Optimal tensegrity structures in bending: The discrete Michell truss

This paper provides the closed form analytical solution to the problem of minimizing the material volume required to support a given set of bending loads with a given number of discrete structural members, subject to material yield constraints. The solution is expressed in terms of two variables, the aspect ratio, ρ^-1, and complexity of the structure, q (the total number of members of the structure is equal to q(q+1)). The minimal material volume (normalized) is also given in closed form by a simple function of ρ and q, namely, V=q(ρ^-1/q-ρ^1/q).
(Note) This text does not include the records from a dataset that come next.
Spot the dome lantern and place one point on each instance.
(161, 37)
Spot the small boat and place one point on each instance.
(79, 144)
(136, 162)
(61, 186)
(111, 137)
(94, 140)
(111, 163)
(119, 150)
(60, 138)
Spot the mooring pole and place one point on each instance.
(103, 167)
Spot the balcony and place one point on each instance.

The forces for this nonlinear problem are shown to satisfy a linear recursive equation, from node-to-node of the structure. All member lengths are specified by a linear recursive equation, dependent only on the initial conditions involving a user specified length of the structure. The final optimal design is a class 2 tensegrity structure. Our results generate the 1904 results of Michell in the special case when the selected complexity q approaches infinity. Providing the optimum in terms of a given complexity has the obvious advantage of relating complexity q to other criteria, such as costs, fabrication issues, and control. If the structure is manufactured with perfect joints (no glue, welding material, etc.), the minimal mass complexity is infinite. But in the presence of any joint mass, the optimal structural complexity is finite, and indeed quite small. Hence, only simple structures (low complexity q) are needed for practical design.